Corriere della sera 27 luglio 2001
La procura: faremo luce sulla caserma di Bolzaneto

Inchiesta dopo le denunce di pestaggi, chiesto l’elenco di carabinieri e poliziotti. Il pm Pinto: chi sa parli

DA UNO DEI NOSTRI INVIATI
GENOVA - Una caserma isolata, vicino all’autostrada a Bolzaneto, appena fuori Genova. Dentro, un centro di detenzione per identificare i quasi 300 fermati prima del loro trasferimento nelle carceri del Nord: decine dei manifestanti rilasciati nella notte tra mercoledì e giovedì hanno raccontato che, in una di quelle palazzine nascoste da un muro di cemento armato, sono stati picchiati, umiliati, a volte torturati. La procura della Repubblica ha così aperto una nuova inchiesta.
È la seconda sull’attività di polizia, carabinieri, guardia di finanza e polizia penitenziaria nei giorni del vertice. Per la prima indagine, quella sulla violenta perquisizione nella sede del Genoa Social Forum e i 92 arresti non convalidati dai giudici perché senza indizi, ieri il procuratore aggiunto Francesco Lalla ha convocato il comandante provinciale dei carabinieri e il dirigente della Digos. L’ufficiale dell’Arma e il funzionario della questura dovranno fornire l’elenco di tutti i militari, gli agenti e i superiori che sabato notte hanno eseguito e diretto l’operazione terminata con 61 feriti, alcuni ancora in ospedale. Ai responsabili dei gruppi in servizio a Bolzaneto nella base del IV Reparto mobile della polizia, sarà presto chiesto di fare altrettanto. Nei due casi l’accusa, al momento contro ignoti, è di lesioni gravi, violenza privata e abuso d’ufficio.

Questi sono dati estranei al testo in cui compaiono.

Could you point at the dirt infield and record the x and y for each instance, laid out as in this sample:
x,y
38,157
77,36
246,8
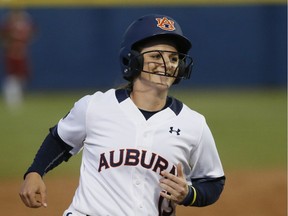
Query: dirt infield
x,y
253,193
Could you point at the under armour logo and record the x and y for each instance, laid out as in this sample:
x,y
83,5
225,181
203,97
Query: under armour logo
x,y
176,131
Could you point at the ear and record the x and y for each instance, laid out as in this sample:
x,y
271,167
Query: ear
x,y
132,64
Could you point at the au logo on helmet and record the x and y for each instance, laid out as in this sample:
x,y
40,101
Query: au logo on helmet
x,y
165,24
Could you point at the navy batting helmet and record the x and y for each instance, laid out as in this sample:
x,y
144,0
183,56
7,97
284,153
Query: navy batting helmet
x,y
151,27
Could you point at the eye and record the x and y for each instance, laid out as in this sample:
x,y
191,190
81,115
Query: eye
x,y
174,59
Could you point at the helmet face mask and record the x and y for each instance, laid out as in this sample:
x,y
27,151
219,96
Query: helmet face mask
x,y
153,62
152,28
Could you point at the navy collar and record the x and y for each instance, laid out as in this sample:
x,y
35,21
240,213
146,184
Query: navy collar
x,y
175,105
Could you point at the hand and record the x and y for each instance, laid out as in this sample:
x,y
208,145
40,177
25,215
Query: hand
x,y
175,188
33,191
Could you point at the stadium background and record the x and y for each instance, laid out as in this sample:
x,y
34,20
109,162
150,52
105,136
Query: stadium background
x,y
238,83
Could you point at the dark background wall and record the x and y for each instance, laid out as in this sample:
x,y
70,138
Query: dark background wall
x,y
77,47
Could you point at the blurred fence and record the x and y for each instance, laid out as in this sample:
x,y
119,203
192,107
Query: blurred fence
x,y
233,45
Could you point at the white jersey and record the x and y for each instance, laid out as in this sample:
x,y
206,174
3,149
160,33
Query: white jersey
x,y
123,153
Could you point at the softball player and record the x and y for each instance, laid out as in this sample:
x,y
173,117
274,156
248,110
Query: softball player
x,y
144,152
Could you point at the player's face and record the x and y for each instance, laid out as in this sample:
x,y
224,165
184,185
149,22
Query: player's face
x,y
160,65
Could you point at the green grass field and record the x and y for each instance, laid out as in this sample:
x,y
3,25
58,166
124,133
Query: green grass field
x,y
249,127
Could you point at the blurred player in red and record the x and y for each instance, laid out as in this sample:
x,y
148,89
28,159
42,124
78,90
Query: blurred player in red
x,y
16,31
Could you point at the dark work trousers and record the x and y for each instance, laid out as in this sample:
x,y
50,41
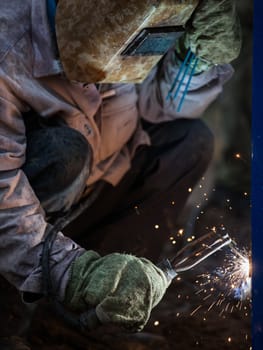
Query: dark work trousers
x,y
140,213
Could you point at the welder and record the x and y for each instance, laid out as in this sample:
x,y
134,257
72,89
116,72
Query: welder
x,y
85,112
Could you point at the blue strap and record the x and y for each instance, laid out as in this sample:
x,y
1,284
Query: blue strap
x,y
182,67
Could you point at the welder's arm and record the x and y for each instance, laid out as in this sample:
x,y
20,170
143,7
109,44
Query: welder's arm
x,y
122,288
213,34
22,224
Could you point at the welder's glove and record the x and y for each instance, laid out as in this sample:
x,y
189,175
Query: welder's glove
x,y
122,288
213,33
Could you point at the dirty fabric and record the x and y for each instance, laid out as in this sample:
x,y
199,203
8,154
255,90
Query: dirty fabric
x,y
214,33
122,287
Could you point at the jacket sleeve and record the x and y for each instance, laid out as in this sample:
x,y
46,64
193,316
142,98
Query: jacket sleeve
x,y
22,223
204,88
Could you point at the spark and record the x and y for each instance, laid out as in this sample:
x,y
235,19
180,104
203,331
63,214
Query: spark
x,y
180,232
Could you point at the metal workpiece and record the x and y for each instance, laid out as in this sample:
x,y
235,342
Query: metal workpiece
x,y
194,253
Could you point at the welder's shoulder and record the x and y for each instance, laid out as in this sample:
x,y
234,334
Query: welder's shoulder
x,y
15,20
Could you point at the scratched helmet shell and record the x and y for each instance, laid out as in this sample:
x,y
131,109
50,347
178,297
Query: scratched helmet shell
x,y
117,40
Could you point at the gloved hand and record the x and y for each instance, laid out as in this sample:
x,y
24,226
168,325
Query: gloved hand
x,y
122,287
213,33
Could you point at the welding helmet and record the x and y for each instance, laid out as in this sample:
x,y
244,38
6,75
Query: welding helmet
x,y
111,41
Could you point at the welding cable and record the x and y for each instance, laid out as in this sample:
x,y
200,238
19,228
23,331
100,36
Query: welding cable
x,y
180,71
188,84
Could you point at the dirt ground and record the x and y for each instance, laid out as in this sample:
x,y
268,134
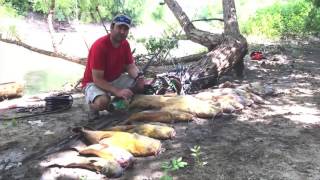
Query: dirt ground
x,y
278,140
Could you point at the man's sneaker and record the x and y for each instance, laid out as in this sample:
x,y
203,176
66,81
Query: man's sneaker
x,y
93,114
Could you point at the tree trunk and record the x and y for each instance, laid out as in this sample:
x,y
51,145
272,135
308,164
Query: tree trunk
x,y
10,90
50,26
226,51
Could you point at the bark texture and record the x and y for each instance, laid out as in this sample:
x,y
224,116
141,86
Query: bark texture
x,y
226,51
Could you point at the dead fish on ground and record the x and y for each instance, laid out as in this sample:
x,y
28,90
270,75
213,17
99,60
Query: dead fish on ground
x,y
122,156
160,116
109,168
151,130
136,144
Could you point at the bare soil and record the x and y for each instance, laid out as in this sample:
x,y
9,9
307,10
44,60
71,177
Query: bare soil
x,y
278,140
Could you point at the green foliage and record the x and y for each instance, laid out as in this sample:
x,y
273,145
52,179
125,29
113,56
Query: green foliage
x,y
85,10
158,14
173,165
196,154
7,11
283,20
21,6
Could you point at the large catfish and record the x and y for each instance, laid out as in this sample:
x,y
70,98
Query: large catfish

Un’altra brutta pagina nella gestione di questo G8. Sulle violenze nella caserma di Bolzaneto, indagheranno sette magistrati del pool che si occupa di reati della pubblica amministrazione. Sarà un’inchiesta delicata perché riguarda gli abusi più gravi tra quelli denunciati in questi giorni: l’aggressione di persone non durante gli scontri di piazza venerdì e sabato pomeriggio, ma durante la loro detenzione. La procura lancia un altro appello: «È un invito esplicito ai ragazzi fermati e rilasciati e agli agenti che hanno visto, a presentarsi nei nostri uffici - spiega il sostituto procuratore Francesco Pinto -. Potranno così verbalizzare la loro testimonianza ora che i ricordi sono ancora vivi. Sarà sicuramente data priorità a questo procedimento, perché riguarda violenze subìte in stato di detenzione. Si tratta di episodi gravi».
L’inchiesta è già di fronte a un problema inimmaginabile prima di tutto questo. La raccolta delle testimonianze e le indagini non potranno essere delegate alla questura, al comando dei carabinieri o alla finanza. In quegli uffici, vittime e testimoni potrebbero non sentirsi garantiti. La verbalizzazione sarà affidata al personale che lavora nel palazzo di giustizia.
Tutti i fermati nei giorni del G8 sono passati dalla caserma di Bolzaneto. Tranne i feriti ricoverati. Nella base del IV reparto mobile i manifestanti sono stati identificati con le impronte digitali e rinchiusi in una palazzina sorvegliata da agenti di polizia penitenziaria, in attesa del viaggio verso il carcere. E lì, secondo le testimonianze, sono avvenute le violenze. Con la partecipazione di poliziotti e carabinieri.
L’elenco contenuto nei racconti dei manifestanti è lungo: gas lacrimogeno sparato dentro le stanze, persone tenute in piedi per ore senza la possibilità di andare in bagno, ragazzi sbattuti più volte con la faccia contro il muro, denti rotti, calci nei testicoli. E ancora: file di agenti tra i quali i fermati dovevano passare sotto i colpi di manganello. Minacce di stupro alle donne. Botte ai disabili. L’obbligo di ripetere inni al duce e a Pinochet. A qualcuno avrebbero anche urinato addosso. Sono gli abusi di cui parlano alcuni dei ragazzi rilasciati: Massimiliano Amodio, 31 anni, di Napoli; Alfonso De Munno, 26, fotografo di Roma liberato con il volto gonfio e un piede e una costola fratturati; Anna Giulia Kutschkau, 21, tedesca; Enrico Sciaccaluga, 19, di Genova; Evandro Fornasier, 39, di Torino; Adolfo Sesma e Luis Lorente, spagnoli. Poi ci sono i tanti stranieri che non hanno potuto parlare. L’altra sera la polizia li ha attesi all’uscita dalle carceri e li ha subito rimpatriati.